We can’t get there without harm reduction
In 2016, the World Health Assembly unanimously voted for a call to eliminate viral hepatitis by 2030. The World Health Organization immediately followed suit and called for all member states to eliminate hepatitis B and hepatitis C. Elimination is defined as a 90% reduction of new cases and a 65% reduction in deaths associated with these two viral infections. It’s a worthy goal: The WHO estimates that approximately 7 million deaths could be prevented worldwide if we met these goals.
In 2021, the United States introduced its most recent plan to address viral hepatitis—The Viral Hepatitis National Strategic Plan: A Roadmap to Elimination (2021–2025). This plan outlines five goals over five years:
- Prevent new viral hepatitis acquisition
- Improve viral hepatitis-related health outcomes
- Reduce viral hepatitis-related disparities and health inequities
- Improve viral hepatitis surveillance and data usage
- Achieve integrated, coordinated efforts that address the viral hepatitis epidemics among partners and stakeholders
This plan is excellent and there is no doubt that it could dramatically impact viral hepatitis in the U.S. But there is a long way to go and a lot of work to do. Right now, at our pace, we will not achieve HCV elimination by 2030. In fact, many experts think it won’t happen until well after 2030.

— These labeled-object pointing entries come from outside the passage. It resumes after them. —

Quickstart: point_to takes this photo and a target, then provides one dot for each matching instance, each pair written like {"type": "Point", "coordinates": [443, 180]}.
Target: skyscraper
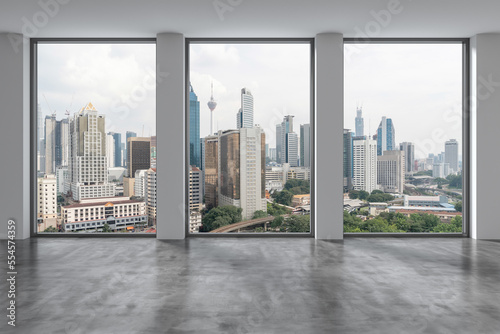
{"type": "Point", "coordinates": [305, 145]}
{"type": "Point", "coordinates": [194, 129]}
{"type": "Point", "coordinates": [110, 150]}
{"type": "Point", "coordinates": [195, 194]}
{"type": "Point", "coordinates": [451, 154]}
{"type": "Point", "coordinates": [409, 150]}
{"type": "Point", "coordinates": [244, 117]}
{"type": "Point", "coordinates": [359, 122]}
{"type": "Point", "coordinates": [56, 143]}
{"type": "Point", "coordinates": [347, 158]}
{"type": "Point", "coordinates": [292, 149]}
{"type": "Point", "coordinates": [88, 173]}
{"type": "Point", "coordinates": [391, 171]}
{"type": "Point", "coordinates": [118, 148]}
{"type": "Point", "coordinates": [365, 164]}
{"type": "Point", "coordinates": [386, 136]}
{"type": "Point", "coordinates": [138, 154]}
{"type": "Point", "coordinates": [242, 170]}
{"type": "Point", "coordinates": [288, 143]}
{"type": "Point", "coordinates": [278, 143]}
{"type": "Point", "coordinates": [211, 170]}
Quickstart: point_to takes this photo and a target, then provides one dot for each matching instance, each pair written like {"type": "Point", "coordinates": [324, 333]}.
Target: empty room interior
{"type": "Point", "coordinates": [174, 166]}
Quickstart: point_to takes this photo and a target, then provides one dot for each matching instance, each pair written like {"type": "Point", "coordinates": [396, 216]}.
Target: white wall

Indeed, we won’t get there without harm reduction. Harm reduction is a set of practices and ideas that are aimed at reducing the negative consequences around drug use and other behaviors that could lead to infectious disease, drug overdose and other issues. Harm reduction is also a philosophy: It believes in the non-judgmental provision of services to people who use drugs, respects the rights of people who use drugs and centers people in the work for prevention and treatment.
If we expand harm reduction tools like syringe programs and medications for opioid use (methadone, buprenorphine and, rarely used, naltrexone) and increase HCV testing and treatment, we can get there. In this 2024 Hepatitis Drug Guide, we wanted to focus on the testing and treatment side of things, and give an overview of HCV reinfection. The more we test and treat, and the more reinfections we can prevent, the sooner we will get to a country without hepatitis C.
This is easier said than done. We aren’t providing people with the harm reduction tools they need. Syringe access programs remain illegal in seven states; but even in the 43 where they exist, there is not nearly enough coverage to reach everyone who needs it. Providing people with new and unused syringes and injecting equipment is essential to prevent new HCV cases.
We aren’t testing enough people. Approximately 40–50% of people living with HCV don’t know they have it. In fact, we don’t even have very good estimates of how many people are currently living with HCV in the U.S. Estimates from the Centers for Disease Control and Prevention put it at 2.4 million people, but some statistics suggest it’s more likely to be over 4 million. We need to expand testing, especially among folks who use drugs.
We aren’t treating and curing enough people, especially the people who use drugs. Treating and curing HCV has a host of benefits for individuals living with HCV, but they also offer important public health benefits. The more people we cure, the less HCV transmission we will see.
Hepatitis B and C elimination is defined as a 90% reduction of new cases and a 65% reduction in deaths associated with these two viral infections.
We need harm reduction to prevent reinfections. We can treat and cure people who use drugs, and then provide them with sterile syringes and other safer use supplies, plus access to medication-assisted treatment and other services. Same with sexual transmission of HCV for men who have sex with men who are living with HIV. Provide people with reinfection education, condoms and other services after they are cured, and we will see less HCV transmission.
Most importantly, we need the philosophy of harm reduction. We need to provide services in a non-judgmental and non-stigmatizing way. We need to create welcoming spaces for people to come and receive new injection equipment, talk to someone about buprenorphine, and get tested for HCV—and get cured. Harm reduction does that. Syringe service programs offer all of that.
We will reach HCV elimination, but we need to expand harm reduction to get there.